Reviews of the remaster also mentioned her positively. Michael Higham of GameSpot said Kainé would win players' hearts with her attitude and character growth. Mitchell Saltzman, writing for IGN, described the character as "an absolute badass [and] hilarious in her vulgarity". Electronic Gaming Monthlys Mollie E. Patterson attributed both Kainé and Emil with holding the narrative together through their interactions with the protagonist. Alan Wen of Video Games Chronicle positively noted Kainé among the cast, contrasting her clothing against the revealing outfit of Metal Gear character Quiet. Pascal Tekaia of RPGamer praised both Bailey's performance as Kainé and her banter with O'Brian as Grimoire Weiss. Jose Torres, writing for RPG Site, praised Kainé's redesign while also finding it the most jarring character change in the remaster. In contrast, PCGamesNs Ian Boudreau negatively described Kainé as "a powerful but troubled swordswoman who often curses and spends the entire game in a distractingly incongruous nightgown." Malindy Hetfeld of Eurogamer noted that there was little to define Kainé beyond her outfit and swearing until the late game.
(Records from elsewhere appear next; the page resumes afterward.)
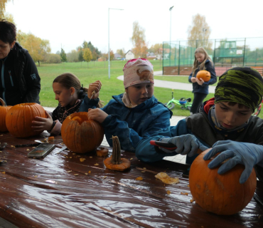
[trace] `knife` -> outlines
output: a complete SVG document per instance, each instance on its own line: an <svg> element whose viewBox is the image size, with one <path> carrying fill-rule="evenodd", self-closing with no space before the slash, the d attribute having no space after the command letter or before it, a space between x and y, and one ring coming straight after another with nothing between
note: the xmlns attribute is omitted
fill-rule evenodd
<svg viewBox="0 0 263 228"><path fill-rule="evenodd" d="M60 152L61 152L62 151L63 151L65 148L67 148L67 146L66 145L63 146L61 148L59 148L58 149L58 152L57 152L55 155L59 154Z"/></svg>
<svg viewBox="0 0 263 228"><path fill-rule="evenodd" d="M177 147L176 147L174 144L166 142L151 140L150 144L155 145L156 147L163 147L164 149L169 150L174 150L177 148Z"/></svg>
<svg viewBox="0 0 263 228"><path fill-rule="evenodd" d="M38 145L40 145L41 143L33 143L33 144L21 144L21 145L16 145L16 147L37 147Z"/></svg>

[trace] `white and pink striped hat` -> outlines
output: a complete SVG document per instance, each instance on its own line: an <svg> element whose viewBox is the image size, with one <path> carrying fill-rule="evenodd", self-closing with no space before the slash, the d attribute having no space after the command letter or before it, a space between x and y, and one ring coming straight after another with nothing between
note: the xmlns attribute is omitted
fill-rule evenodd
<svg viewBox="0 0 263 228"><path fill-rule="evenodd" d="M129 61L123 68L124 88L140 84L153 83L154 67L146 58L134 58Z"/></svg>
Kainé's intersexuality has seen commentary. In a 2016 article on LGBT representation in gaming for the International Journal of Communication, Adrienne Shaw and Elizaveta Friesem noted Kainé as potentially the only prominent intersex character in video games despite her female-identifying behaviour and clothing. Alana Hagues of RPGFan highlighted Kainé for her relatable representation of queerness, and her support of other marginalized characters in the narrative. However, she also felt that this was undermined by an in-game achievement in the remaster for looking up Kainé's skirt. Austin Jones of Paste, speaking of his own experience with coming out, highlighted how Kainé and Emil support each other and committed themselves to selfless actions despite being isolated from the world they defended.